I was experimenting when making Func#call faster, and noticed there is a decent performance win by avoiding rb_ary_push. It requires a bit of unsafe code, but I believe the implemntation is sound:

diff --git i/bench/host_call.rb w/bench/host_call.rb
index ca4d3fc..b75fe40 100644
--- i/bench/host_call.rb
+++ w/bench/host_call.rb
@@ -1,14 +1,18 @@
 require_relative "bench"

-# Call host func (4 args)    337.181k (± 3.7%) i/s -      1.692M in   5.024584s
-# Call host func (16 args)   296.615k (± 5.2%) i/s -      1.498M in   5.064241s
-# Call host func (64 args)   217.487k (± 3.2%) i/s -      1.106M in   5.090547s
-# Call host func (128 args)  119.689k (± 3.8%) i/s -    605.136k in   5.063428s
+# New:
+# Call host func (4 results):     348836.6 i/s
+# Call host func (16 results):    320159.3 i/s - 1.09x  slower
+# Call host func (64 results):    224814.2 i/s - 1.55x  slower
+# Call host func (128 results):   126469.2 i/s - 2.76x  slower
+# Call host func (256 results):   50566.7 i/s  - 6.90x  slower

-# Call host func (4 args):   333800.6 i/s
-# Call host func (16 args):  291889.7 i/s - 1.14x  slower
-# Call host func (64 args):  185375.6 i/s - 1.80x  slower
-# Call host func (128 args): 97043.2 i/s - 3.44x  slower
+# Old:
+# Call host func (4 args):      331524.8 i/s
+# Call host func (16 args):     280723.9 i/s - 1.18x  slower
+# Call host func (64 args):     182873.7 i/s - 1.81x  slower
+# Call host func (128 args):    96891.1 i/s  - 3.42x  slower
+# Call host func (256 args):    40983.9 i/s  - 8.09x  slower

 Bench.ips do |x|
   engine = Wasmtime::Engine.new
diff --git i/ext/src/ruby_api/func.rs w/ext/src/ruby_api/func.rs
index 1ef4ba8..e42a494 100644
--- i/ext/src/ruby_api/func.rs
+++ w/ext/src/ruby_api/func.rs
@@ -1,3 +1,5 @@
+use std::mem::transmute;
+
 use super::{
     convert::{ToRubyValue, ToSym, ToValTypeVec, ToWasmVal},
     errors::result_error,
@@ -178,16 +180,57 @@ impl<'a> Func<'a> {
             [] => Ok(QNIL.into()),
             [result] => result.to_ruby_value(store),
             _ => {
-                let array = RArray::with_capacity(results.len());
-                for result in results {
-                    array.push(result.to_ruby_value(store)?)?;
+                // We want to initialized a sized ruby array so we can write to
+                // it without using `rb_ary_push`, which is slow.

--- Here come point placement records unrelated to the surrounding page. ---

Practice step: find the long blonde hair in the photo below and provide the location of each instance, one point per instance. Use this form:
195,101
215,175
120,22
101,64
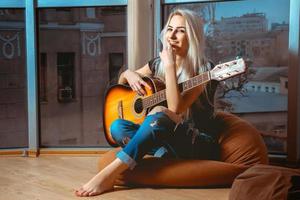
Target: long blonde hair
195,60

So we just
+                // pass in the results as a slice for the initial values. They
+                // will be overridden by the loop below. But be careful not to
+                // let Ruby try to use the values in the array before we've
+                // written to them.
+                //
+                // For result sizes of 128, this is about 20% faster than using
+                // rb_ary_push.
+                //
+                // # Safety
+                //
+                // Safety is guaranteed by the assertions below:
+                // - `rb_ary_new_from_values` will allocated `results.len()`
+                //   elements of usize (not wasmtime::Val)
+                // - Ruby never access the values in the array before we've
+                //   written to them, since doing so would point to the Rust vec
+                //   until we write to it
+                let fake_values = unsafe { transmute(results.as_slice()) };
+                let array = RArray::from_slice::<Value>(fake_values);
+                let array_slice = unsafe { rarray_as_mut_slice(array, results.len()) };
+                let results_iter = results.iter().enumerate();
+
+                assert!(array_slice.len() == results_iter.len()); // optimize out bounds check
+
+                for (i, result) in results.iter().enumerate() {
+                    array_slice[i] = result.to_ruby_value(store).map_err(|e| {
+                        // If we fail along the way, zero out the array just to be safe
+                        let _ = array.clear();
+                        e
+                    })?;
                 }
+
                 Ok(array.into())
             }
         }
     }
 }

+/// Converts an `RArray` into a mutable slice.
+///
+/// # Safety
+/// The capacity of the array must be known in advance for this to be safe, since we provide mutable access to the array's contents.
+unsafe fn rarray_as_mut_slice<'a>(array: RArray, capacity: usize) -> &'a mut [Value] {
+    let array_slice = unsafe { array.as_slice() };
+    let ptr = array_slice.as_ptr();
+    let array_slice = unsafe { std::slice::from_raw_parts_mut(ptr as *mut Value, capacity) };
+
+    array_slice
+}
+
 impl From<&Func<'_>> for wasmtime::Extern {
     fn from(func: &Func) -> Self {
         Self::Func(func.get())

jbourassa commented 1 year ago

I tried 2 different approaches to this with similar performance (the commits have bench result):

exactly this diff: https://github.com/bytecodealliance/wasmtime-rb/commit/ee2a33faa1877a9c168e9207557f067d72c5fdd0
a simpler approach: accumulate values in a Vec<Value> and use RArray::from_slice: cb6125b1e556b487538073a24904e7202a2d2041

After comparing them, I realized they both suffer from an issue though: converting a wasmtime::Val into a Ruby object may trigger GC and crash (see these tests for a repro case). My understanding is that with this diff, we have an RArray on the stack that contains invalid Values, thus crash. In the other approach, we have unrooted Values on the heap (Vec<Value>), so GC collects them and crash.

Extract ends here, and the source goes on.